We had, and continue to have, conversations about what is and isn’t appropriate and why. In her words:
‘you don’t send anything you wouldn’t show to your parents or grandparents’.
For those unfamiliar with Snapchat here is a quick summary. A user takes photos/videos and shares them with a friend (or occasionally a group of friends). They can add text, filters and stickers to the image to make it unique. Messages last 10 seconds but a screenshot (save) can be taken which preserves the message indefinitely. The friend then responds in the same way building up a conversation. You also have ‘stories’ that act more like a temporary Facebook status. These can be viewed multiple times within a 24 hour period, after which they disappear.

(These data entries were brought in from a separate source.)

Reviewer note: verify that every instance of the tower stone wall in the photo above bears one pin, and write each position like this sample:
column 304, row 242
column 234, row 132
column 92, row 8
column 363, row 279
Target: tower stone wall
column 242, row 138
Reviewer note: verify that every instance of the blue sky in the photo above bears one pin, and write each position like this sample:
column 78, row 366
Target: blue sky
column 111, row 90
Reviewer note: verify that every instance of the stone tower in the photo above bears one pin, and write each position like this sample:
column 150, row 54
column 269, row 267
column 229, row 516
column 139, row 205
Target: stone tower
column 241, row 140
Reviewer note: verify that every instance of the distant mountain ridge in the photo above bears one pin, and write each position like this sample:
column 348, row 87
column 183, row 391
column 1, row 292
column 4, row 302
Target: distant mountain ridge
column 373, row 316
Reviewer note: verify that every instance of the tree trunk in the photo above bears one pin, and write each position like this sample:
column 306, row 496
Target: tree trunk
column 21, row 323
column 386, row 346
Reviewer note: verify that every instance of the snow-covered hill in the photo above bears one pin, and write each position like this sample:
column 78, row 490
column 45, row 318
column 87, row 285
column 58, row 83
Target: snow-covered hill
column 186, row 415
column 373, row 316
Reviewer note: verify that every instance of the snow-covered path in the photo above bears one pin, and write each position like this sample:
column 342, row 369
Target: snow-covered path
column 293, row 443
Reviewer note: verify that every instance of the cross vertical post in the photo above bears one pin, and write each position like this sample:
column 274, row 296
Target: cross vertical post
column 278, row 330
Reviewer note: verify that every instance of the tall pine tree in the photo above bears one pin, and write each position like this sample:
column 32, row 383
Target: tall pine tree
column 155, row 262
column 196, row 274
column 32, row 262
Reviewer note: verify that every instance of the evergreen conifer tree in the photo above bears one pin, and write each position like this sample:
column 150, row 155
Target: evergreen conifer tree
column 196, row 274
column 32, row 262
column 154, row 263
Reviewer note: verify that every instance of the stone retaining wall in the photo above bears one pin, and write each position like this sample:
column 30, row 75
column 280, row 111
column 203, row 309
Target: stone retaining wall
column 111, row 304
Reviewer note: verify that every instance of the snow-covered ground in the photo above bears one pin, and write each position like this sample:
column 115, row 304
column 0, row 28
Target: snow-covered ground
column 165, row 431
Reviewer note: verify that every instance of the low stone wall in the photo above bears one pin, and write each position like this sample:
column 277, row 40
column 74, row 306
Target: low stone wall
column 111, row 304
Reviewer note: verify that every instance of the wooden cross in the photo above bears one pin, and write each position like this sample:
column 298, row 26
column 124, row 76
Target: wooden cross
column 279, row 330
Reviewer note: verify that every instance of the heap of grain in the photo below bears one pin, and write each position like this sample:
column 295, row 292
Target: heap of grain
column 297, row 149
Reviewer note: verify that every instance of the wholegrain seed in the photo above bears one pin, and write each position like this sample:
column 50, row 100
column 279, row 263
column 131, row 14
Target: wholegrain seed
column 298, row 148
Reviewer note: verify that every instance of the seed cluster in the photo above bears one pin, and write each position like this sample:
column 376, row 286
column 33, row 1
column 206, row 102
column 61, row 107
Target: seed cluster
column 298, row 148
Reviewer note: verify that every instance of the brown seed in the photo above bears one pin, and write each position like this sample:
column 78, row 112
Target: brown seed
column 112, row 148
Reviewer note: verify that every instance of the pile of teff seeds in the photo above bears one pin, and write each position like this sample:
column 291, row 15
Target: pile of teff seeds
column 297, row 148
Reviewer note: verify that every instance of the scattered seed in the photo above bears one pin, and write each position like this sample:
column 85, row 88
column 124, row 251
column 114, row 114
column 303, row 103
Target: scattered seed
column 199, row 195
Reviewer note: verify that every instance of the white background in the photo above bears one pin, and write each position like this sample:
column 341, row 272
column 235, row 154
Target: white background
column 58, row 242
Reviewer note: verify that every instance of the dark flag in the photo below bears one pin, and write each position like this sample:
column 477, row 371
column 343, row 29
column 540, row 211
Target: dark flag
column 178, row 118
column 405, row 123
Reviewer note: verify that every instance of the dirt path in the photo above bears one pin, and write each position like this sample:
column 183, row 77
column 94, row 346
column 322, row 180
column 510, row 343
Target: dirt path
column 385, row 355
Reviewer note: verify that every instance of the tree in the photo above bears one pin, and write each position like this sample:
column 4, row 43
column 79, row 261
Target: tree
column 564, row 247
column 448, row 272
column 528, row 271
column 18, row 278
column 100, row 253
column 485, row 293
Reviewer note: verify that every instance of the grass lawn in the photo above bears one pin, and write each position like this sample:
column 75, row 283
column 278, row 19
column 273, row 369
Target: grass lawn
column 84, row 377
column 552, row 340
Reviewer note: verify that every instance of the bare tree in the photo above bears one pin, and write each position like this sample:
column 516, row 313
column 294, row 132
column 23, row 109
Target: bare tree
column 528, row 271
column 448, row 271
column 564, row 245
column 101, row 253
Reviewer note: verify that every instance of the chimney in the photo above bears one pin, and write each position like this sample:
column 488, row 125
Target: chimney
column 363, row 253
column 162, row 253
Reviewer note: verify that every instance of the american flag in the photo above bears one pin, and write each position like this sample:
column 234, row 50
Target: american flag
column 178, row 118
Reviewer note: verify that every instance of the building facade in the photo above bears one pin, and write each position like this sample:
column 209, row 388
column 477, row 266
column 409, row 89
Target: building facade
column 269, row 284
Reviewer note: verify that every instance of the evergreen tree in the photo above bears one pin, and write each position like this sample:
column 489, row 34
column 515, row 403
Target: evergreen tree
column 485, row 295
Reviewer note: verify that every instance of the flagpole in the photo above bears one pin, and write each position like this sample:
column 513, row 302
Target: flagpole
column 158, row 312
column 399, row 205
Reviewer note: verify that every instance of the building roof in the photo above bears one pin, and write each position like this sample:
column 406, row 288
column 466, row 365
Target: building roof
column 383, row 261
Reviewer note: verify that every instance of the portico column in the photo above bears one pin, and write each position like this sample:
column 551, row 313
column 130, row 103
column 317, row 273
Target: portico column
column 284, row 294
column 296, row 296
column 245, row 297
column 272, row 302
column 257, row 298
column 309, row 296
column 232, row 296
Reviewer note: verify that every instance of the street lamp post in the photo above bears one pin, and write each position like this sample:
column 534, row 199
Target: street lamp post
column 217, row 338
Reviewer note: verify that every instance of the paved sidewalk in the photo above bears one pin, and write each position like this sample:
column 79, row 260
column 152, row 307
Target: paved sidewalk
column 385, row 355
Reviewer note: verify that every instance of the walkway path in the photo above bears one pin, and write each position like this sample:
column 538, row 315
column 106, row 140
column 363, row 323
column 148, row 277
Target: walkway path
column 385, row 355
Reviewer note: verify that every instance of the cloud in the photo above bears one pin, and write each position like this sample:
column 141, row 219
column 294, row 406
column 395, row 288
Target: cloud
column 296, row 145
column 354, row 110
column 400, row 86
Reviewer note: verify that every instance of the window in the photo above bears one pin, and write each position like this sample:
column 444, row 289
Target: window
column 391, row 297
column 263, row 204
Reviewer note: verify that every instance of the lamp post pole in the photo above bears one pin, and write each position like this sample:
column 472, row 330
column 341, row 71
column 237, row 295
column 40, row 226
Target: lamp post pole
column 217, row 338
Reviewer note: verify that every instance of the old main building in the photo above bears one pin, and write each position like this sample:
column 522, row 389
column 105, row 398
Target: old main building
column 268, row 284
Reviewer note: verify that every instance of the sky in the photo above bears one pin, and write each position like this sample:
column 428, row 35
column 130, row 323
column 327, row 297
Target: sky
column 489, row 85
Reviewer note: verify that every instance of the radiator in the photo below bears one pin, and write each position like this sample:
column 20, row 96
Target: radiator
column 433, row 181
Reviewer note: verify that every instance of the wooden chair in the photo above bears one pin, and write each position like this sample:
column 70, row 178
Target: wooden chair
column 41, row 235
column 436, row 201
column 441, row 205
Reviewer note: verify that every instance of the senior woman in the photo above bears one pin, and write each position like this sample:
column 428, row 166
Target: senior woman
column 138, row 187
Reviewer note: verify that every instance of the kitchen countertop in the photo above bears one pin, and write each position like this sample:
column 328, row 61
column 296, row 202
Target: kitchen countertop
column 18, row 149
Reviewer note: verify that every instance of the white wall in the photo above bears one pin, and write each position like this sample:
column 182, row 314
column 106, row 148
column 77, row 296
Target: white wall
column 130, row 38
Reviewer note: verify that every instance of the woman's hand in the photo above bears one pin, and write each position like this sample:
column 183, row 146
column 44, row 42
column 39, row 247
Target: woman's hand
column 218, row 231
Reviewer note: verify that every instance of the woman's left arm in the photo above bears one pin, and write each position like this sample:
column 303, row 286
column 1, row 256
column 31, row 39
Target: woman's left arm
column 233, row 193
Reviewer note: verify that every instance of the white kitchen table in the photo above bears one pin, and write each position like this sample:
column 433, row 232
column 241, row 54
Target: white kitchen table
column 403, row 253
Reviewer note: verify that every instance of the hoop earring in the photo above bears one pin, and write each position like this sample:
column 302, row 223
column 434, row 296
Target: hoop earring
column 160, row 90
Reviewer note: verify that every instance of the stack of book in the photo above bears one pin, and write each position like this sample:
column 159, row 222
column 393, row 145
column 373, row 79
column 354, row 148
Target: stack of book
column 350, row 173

Sadly Snapchat, due to its fleeting nature, has become a hub for cyber bullying. Nasty messages sent to teens designed to upset or intimidate disappear, leaving no trace unless the victim takes a screenshot. But keeping this as evidence can inflame the situation as the bully knows the victim has taken a screenshot. It’s a difficult situation for a teen to deal with. Encourage them to talk to you about it. I don’t have enough room here to go over all the settings in Snapchat but here are some key points to help protect your children:
• Ensure the username is suitable – you can’t change this once the account is set up. Somebody must enter the exact username to get connected on Snapchat. (Your ‘Name’ is what your friends see – ‘Username’ is different).
• In your ‘Who Can’ section you should set ‘Contact Me’ and ‘View my story’ to ‘friends only’ and ‘see me in quick add’ to off.
• You should block or delete anyone you don’t know in real-life, this includes friends of friends.
Since this is an ‘App’ your kids load onto their phone you may find they’re already using it. Like Facebook there is an age restriction in place of 13 years and if a child under 13 enters an accurate birth date they will be redirected to the kid’s version, Snapkidz. Most kids won’t want to be on the kid’s version but rather be a part of the adult world. You will have the same issues you get on Facebook with younger kids lying about their age. If they obey the rules about not adding people they don’t know then at least the ‘stranger’ issue is mitigated.
So in summary is Snapchat any better for your kids than Facebook? In some respects I think it is but if you don’t have a level of trust with your children then you may consider the lack of visibility of what they share makes it a poorer choice for you. You know your child.
I hope we have given you enough of an insight into Snapchat to make an informed decision about it.